Sunday, October 23, 2022

30th Sunday in Ordinary Time

Two men went up to the temple to pray, one a devout Pharisee, the other a dreaded tax collector, who extorted money from his own people. According to Jesus, the tax collector left the temple justified by God, NOT the devout Pharisee.

Why???

Jesus commends a lowly and despicable sinner over a devout, religious leader as the one closest to God. The question of "why" immediately surfaces. 

It all boils down to one's INNER disposition. The Pharisee was filled with himself, and his deeply roooted self righteousness was at heart of his prayer. His salvation became something he controlled by his religious observance. 

The tax collector did nothing but stay in the background, bow his head, and beg for God's mercy. That's it. It wasn't all about him and how good he was, but how much he was a sinner and NEEDED God to embrace him.

We are ALL sinners and we come here or are watching with bowed heads, humbled, knowing how much we need God's mercy because we sin. No one here, none of us, is anywhere being perfect, far from. Nor are we disciples. We are disciples in the making, unfinished works of art, being molded and fashioned in the furnace of God's mercy. We come with the attitude of the tax collector, taking our place next to the one who is wounded and broken, shoulder to shoulder.
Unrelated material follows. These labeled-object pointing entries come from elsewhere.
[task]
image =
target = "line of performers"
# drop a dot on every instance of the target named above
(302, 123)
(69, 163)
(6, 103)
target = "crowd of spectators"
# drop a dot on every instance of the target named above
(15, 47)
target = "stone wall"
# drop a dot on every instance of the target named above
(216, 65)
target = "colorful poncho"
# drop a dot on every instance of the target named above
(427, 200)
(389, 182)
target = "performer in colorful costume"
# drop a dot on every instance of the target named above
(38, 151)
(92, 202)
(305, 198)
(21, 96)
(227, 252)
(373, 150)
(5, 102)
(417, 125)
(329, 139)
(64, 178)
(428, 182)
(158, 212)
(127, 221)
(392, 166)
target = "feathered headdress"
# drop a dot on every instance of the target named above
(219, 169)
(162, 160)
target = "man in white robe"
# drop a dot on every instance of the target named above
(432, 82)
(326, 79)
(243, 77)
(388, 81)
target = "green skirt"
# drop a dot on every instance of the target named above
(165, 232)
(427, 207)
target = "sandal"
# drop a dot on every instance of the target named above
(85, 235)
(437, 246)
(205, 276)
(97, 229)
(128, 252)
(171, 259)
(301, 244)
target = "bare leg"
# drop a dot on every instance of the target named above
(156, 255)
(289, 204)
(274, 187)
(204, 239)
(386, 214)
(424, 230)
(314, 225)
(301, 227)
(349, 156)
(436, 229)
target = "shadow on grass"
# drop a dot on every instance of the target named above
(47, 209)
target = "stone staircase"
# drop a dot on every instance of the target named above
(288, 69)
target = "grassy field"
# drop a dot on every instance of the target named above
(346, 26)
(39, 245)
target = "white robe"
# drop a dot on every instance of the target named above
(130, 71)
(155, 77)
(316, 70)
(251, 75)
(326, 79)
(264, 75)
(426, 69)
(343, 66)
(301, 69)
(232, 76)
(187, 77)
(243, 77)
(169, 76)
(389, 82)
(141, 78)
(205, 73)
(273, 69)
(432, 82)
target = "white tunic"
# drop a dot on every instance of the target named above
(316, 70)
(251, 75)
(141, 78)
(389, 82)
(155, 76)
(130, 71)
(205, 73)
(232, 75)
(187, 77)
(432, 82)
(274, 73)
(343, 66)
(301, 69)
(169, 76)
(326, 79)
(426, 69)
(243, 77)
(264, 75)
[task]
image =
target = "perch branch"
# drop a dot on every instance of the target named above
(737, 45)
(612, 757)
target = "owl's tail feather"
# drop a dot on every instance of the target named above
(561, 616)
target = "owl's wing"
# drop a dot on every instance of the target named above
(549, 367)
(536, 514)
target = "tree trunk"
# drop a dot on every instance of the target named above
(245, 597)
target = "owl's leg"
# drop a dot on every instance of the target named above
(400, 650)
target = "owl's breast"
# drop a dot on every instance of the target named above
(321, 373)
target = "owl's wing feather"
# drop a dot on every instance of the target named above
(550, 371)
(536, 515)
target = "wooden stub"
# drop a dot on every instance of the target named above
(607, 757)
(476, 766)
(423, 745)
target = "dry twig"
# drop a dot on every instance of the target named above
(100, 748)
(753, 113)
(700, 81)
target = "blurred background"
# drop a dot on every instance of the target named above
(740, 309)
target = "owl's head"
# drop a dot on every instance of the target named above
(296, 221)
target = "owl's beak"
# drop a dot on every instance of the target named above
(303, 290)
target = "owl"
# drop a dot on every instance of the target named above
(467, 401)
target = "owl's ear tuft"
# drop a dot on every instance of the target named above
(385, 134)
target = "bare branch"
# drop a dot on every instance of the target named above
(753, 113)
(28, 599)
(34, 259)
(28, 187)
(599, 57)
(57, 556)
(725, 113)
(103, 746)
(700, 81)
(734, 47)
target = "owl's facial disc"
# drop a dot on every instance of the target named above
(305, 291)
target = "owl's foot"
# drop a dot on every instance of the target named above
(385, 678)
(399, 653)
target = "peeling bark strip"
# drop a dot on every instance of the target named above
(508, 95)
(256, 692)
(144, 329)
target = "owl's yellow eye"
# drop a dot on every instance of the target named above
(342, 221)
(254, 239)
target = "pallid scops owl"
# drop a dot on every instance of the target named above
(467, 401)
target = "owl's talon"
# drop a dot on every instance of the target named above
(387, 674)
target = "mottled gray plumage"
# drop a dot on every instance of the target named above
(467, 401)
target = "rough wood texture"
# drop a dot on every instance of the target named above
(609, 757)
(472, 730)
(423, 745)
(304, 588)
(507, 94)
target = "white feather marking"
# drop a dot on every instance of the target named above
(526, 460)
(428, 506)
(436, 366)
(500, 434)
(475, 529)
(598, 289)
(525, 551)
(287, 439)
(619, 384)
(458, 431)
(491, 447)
I heart the story of a group of Dominican friars who lived near a prison. They decided to discover which prisioners were being released and they reached out to them, inviting  them to a sit down dinner upon release. Perhaps their first wonderful meals outside the walls of the prison. They didn't end with the meal, their "First Supper," but offered them help by learning their needs and connecting them with new people, helping them to establish new relationships with people who wouldn't lead them astray. This is a true story of community of Dominicans in England. 

We have a ministry much like theirs, right here at St. Teresa's: One Parish One Prisioner. We have already connected with two inmates in two differnt prisons and slowly getting to know them through letters and emails. The goal is to have a relationship established, so that upon release, they will have a small network of support to guide them to a new life. You can be a part of their journey.

Through this ministry, we are being called, all of us, to the attitude of the tax collector in the gospel: acklowledging our own sinfulness, brokenness and how much we need Christ to lift us out of our self centered, isolated way of living. We are all works of art, in the process of becoming more and more beautiful, being refashioned in God's image and likeness. This Eucharist connects us all, especially with the walking wounded. And the extent that we see ourselves as one of the walking wounded, is the extent in which we will find salvation.  We become more like God's "likeness" when we imitate the attitude of the tax collector, not the pompous religious leader.